Нас человек пятьдесят. Мы собрались на лугу, разожгли костер, уселись в кружок и поем, рассуждаем, разговариваем. Огонь пылает яркий, веселый, и хочется на нем что-нибудь зажарить. Но у нас нет ни гроша, а вокруг, как назло, никакой живности. В этих местах встречаются люди, скрывающие под засаленными пиджаками миллиарды, но мы сидим без денег. Правда, у нас есть почти все остальное: молодость, веселье, женщины, деревья, луна, звезды, гитара, сверчки, — только еды никакой.

Один из рабочих вдруг в шутку завыл: «У-у-у-у-у-у-у-у!» — и тут же все остальные, включая меня, подхватили: «У-у-у-у-у-у-у-у!», «У-у-у-у-у-у-у-у!» Мы выли и выли, словно волки или упыри. Потом кто-то крикнул: «Ну хватит, а то ребенка разбудите да напугаете!»

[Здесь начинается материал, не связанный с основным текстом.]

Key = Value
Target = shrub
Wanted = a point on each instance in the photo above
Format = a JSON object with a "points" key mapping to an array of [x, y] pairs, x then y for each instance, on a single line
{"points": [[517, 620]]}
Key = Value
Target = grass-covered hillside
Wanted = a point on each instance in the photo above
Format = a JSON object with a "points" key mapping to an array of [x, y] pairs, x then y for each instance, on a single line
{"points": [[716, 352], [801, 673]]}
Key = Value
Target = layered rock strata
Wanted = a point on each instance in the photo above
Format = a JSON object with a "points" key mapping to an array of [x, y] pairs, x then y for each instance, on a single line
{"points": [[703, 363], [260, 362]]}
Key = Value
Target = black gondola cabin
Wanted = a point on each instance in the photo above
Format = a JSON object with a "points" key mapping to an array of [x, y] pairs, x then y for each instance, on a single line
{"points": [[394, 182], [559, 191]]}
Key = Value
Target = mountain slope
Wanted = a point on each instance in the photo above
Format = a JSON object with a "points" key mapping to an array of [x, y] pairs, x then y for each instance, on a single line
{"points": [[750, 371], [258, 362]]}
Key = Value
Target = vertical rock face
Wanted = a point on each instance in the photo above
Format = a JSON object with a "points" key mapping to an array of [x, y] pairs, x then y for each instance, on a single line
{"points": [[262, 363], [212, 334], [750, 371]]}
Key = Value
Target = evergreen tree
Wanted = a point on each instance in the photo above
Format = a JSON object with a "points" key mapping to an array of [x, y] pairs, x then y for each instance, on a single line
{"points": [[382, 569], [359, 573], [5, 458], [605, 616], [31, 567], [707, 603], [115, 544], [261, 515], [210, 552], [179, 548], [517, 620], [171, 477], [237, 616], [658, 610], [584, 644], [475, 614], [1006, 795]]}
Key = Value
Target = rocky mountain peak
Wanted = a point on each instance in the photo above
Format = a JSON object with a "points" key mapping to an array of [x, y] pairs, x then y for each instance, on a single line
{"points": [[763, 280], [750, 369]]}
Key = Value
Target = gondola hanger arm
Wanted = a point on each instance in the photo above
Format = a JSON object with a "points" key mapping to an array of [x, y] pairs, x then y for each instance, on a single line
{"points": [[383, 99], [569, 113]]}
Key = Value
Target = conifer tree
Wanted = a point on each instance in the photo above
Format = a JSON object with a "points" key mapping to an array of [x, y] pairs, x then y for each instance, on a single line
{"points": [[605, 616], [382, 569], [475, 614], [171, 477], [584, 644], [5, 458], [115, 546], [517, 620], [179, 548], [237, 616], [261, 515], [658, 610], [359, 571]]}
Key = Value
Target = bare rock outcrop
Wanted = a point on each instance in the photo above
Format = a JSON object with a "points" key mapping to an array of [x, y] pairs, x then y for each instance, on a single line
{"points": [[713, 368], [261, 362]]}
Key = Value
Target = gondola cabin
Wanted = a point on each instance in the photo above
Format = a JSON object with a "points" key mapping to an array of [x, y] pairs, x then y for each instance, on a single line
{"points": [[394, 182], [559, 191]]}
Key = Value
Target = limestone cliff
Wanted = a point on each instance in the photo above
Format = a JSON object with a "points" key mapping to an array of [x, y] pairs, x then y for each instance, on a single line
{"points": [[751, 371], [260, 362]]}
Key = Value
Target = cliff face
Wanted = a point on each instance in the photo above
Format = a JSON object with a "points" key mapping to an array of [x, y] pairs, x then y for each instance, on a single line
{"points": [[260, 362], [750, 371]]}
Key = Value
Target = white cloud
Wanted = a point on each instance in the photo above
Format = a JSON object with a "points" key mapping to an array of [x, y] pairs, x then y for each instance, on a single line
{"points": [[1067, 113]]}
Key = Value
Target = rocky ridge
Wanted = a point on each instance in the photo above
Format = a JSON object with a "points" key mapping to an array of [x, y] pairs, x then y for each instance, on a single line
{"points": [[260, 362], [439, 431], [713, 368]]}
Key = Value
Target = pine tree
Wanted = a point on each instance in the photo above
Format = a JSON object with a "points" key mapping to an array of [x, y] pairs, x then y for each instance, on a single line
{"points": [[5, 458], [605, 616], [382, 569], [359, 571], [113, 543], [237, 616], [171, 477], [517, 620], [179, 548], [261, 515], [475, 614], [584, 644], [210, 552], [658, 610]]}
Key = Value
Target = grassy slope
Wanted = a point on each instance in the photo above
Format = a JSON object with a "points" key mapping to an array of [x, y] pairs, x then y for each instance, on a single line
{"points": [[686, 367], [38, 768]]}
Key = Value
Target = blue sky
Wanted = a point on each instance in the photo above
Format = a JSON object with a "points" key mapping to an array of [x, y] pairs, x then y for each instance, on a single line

Я чувствовал себя разбитым, как никогда. Время тянулось бесконечно долго. Восемь бесконечных часов работы. Не могу же я каждый день, например, по восемь часов кряду есть, по восемь часов заниматься любовью, по восемь часов развлекаться. А здесь приходится по восемь долгих часов работать.

Встретил недавно своего двоюродного брата, он работает врачом. Делает деньги, и такой стал важный: я для него что ноль без палочки. Он и здоровается со мной сквозь зубы. Я ему: ну что, много денег наварил? А он в ответ: мол, долго учился и благодарит отца, который возил его в школу на телеге. У моего отца телеги не было.

Сегодня под навесом у заводских ворот я ждал автобуса на Бари. Лил дождь. Видели бы вы, что вытворяли эти автомобили! Гоняли как на пожар, делали смертельные обгоны — и все для того, чтобы поспорить, кто быстрее… У ног моих лужица, передо мной ковер маков, позади — слепящая зелень лугов.

Нам неохота было ходить в столовую по длинной асфальтовой аллее, и мы протопали тропинку напрямик через газон. Тропинка эта приводит в бешенство садовников. Чего только они ни делали, чтобы отбить у нас охоту пользоваться ею: насажали каких-то колючек, кактусов, крапивы, — все без толку, мы продолжаем ходить напрямик через газон. Наконец садовники вроде бы смирились, но всякий раз, когда мы появляемся на тропинке, они смотрят волками и ругаются на чем свет стоит.